Les règles de responsabilité appliquées aux hôpitaux publics ont longtemps été très restrictives et exclusivement articulées autour de la notion de faute. Le Conseil d’Etat distinguait ainsi entre l’organisation et le fonctionnement des établissements hospitaliers, qui relevaient de la faute simple et les activités médicales et chirurgicales assurées par ces établissements pour lesquelles la démonstration d’une faute lourde était exigée (CE, sect., 8 novembre 1935, Dame Loiseau et Dame Philipponeau (Rec. p.1019 et 1020 ; D. 1936, 3, p. 15, note Heilbronner).
Les règles ont ensuite été progressivement assouplies : le domaine de faute lourde s’est réduit en se concentrant autour des activités liées à la pratique même de l’art médical et la responsabilité pour faute présumée a été admise dans différentes hypothèses. Cette évolution a aboutit à l’abandon de la faute lourde, par le Conseil d’Etat, à l’occasion de son arrêt d’Assemblée Epoux V. du 10 avril 1992 (requête numéro 79027 : Rec. p. 171 : AJDA 1992, p. 355, concl. Legal ; RFDA 1992, p. 571, concl. Legal; JCP G 1992, II, 21881, note J. Moreau ; LPA 3 juillet 1992, p.26, note Haïm ; D. 1993 somm. comm. p. 146, obs. Bon et Terneyre).

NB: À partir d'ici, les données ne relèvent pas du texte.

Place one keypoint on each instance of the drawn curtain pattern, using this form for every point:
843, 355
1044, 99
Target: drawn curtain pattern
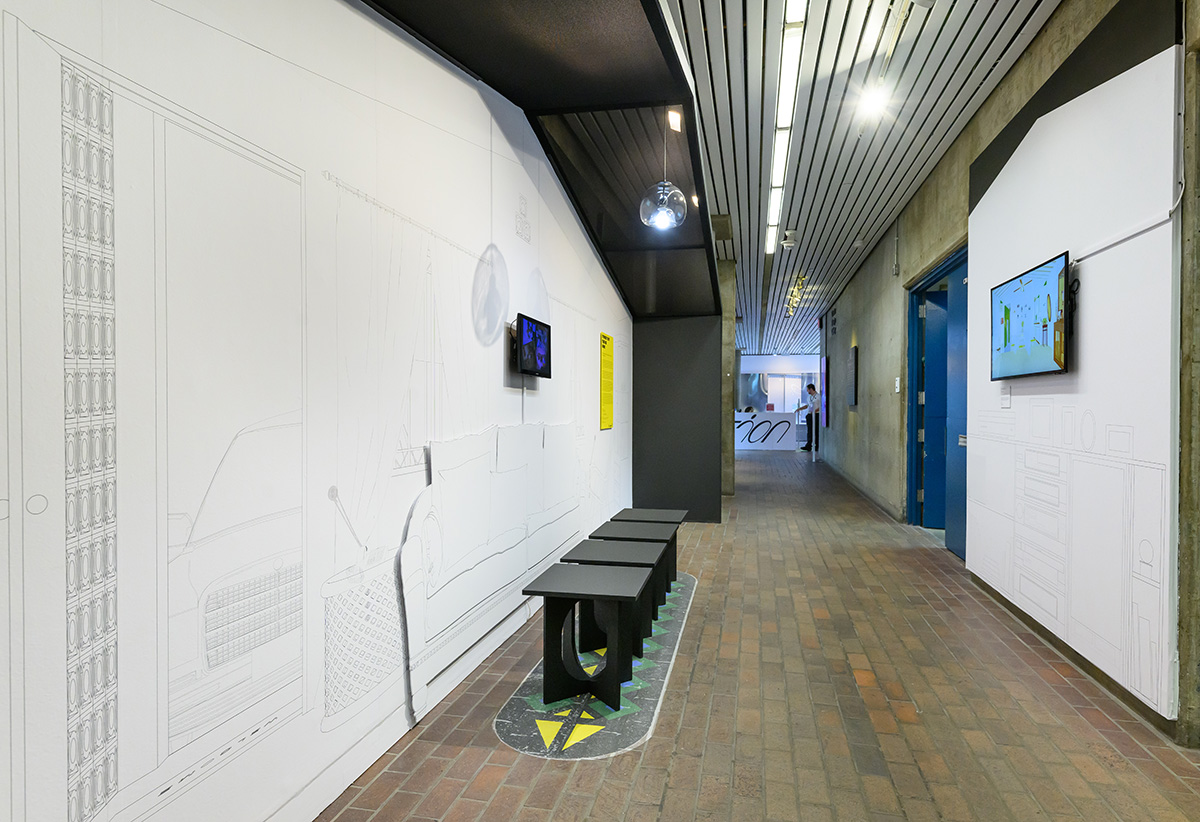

Parallèlement, le Conseil d’Etat a développé, à l’occasion de l’arrêt d’Assemblée Bianchi du 9 avril 1993 une hypothèse de responsabilité sans faute des établissements hospitaliers en cas de survenance d’un aléa médical ou chirurgical (requête numéro 69336 : Rec. p.127, concl. Daël ; RFDA 1993, p.573, concl. Daël ; AJDA 1993, p.344, chron. Maugüé et Touvet ; D. 1994, somm. comm. p. 65, ob. Bon et Terneyre ; JCP 1993, II, 22061, note Moreau ; RDP 1993, p.1099, note Paillet ; Rev. Adm. 1993, p.561, note Fraissex). Toutefois, pour éviter une condamnation trop systématique de ces établissements, le Conseil d’Etat a soumis l’engagement de leur responsabilité à des conditions très restrictives. Ainsi, « lorsqu’un acte médical nécessaire au diagnostic ou au traitement du malade présente un risque dont l’existence est connue mais dont la réalisation est exceptionnelle et dont aucune raison ne permet de penser que le patient y soit particulièrement exposé, la responsabilité du service public hospitalier est engagée si l’exécution de cet acte est la cause directe de dommages sans rapport avec l’état initial du patient comme avec l’évolution prévisible de cet état, et présentant un caractère d’extrême gravité » (V. dans le même sens, CE 25 juillet 2007, requête numéro 274682, Centre hospitalier d’Avignon ; CE 15 novembre 2006, requête numéro 279273, Assistance publique à Marseille : JCPA 2006, Act. 999; CE 12 juillet 2006, requête numéro 271248, Darfin ; CE 7 juillet 2006, requête numéro 264217, Lagorio ; CE 17 mai 2006, requête numéro 272231, Hospices civils de Lyon).
L’arrêt Hôpital Joseph Imbert d’Arles du 3 novembre 1997 marque une extension du champ d’application de la jurisprudence Bianchi. En l’espèce, la victime était décédée à la suite d’un coma prolongé consécutif à un arrêt cardiaque dont elle avait été victime au cours d’une opération de circoncision subie sous anesthésie générale pratiquée dans les services de l’hôpital. Alors même que cette opération n’avait pas de visée thérapeutique, et que le patient ne pouvait donc être considéré, selon les termes de l’arrêt Bianchi, comme un « malade », le Conseil d’Etat confirme l’arrêt de la Cour administrative d’appel de Lyon qui avait engagé la responsabilité sans faute de l’hôpital. Le fait que le risque considéré en l’espèce ne concernait pas directement le diagnostic ou le traitement considéré, mais une anesthésie générale préalable au traitement lui-même n’est pas pris en considération par les juges.
Pour contrer cette jurisprudence très favorable aux victimes, mais lourde de conséquences pour les finances des établissements hospitaliers, la loi numéro 2002-303 du 4 mars 2002 relative aux droits des malades et à la qualité du système de santé, a interdit aux juges de statuer sur un autre fondement que celui de la responsabilité pour faute. Cette loi s’applique aux accidents médicaux consécutifs à des actes réalisés à compter du 5 septembre 2001. Dans les cas où le dommage est lié non pas à une faute, mais à un aléa médical, l’indemnisation est désormais réalisée par des commissions spéciales et financée par un fonds créé par la loi.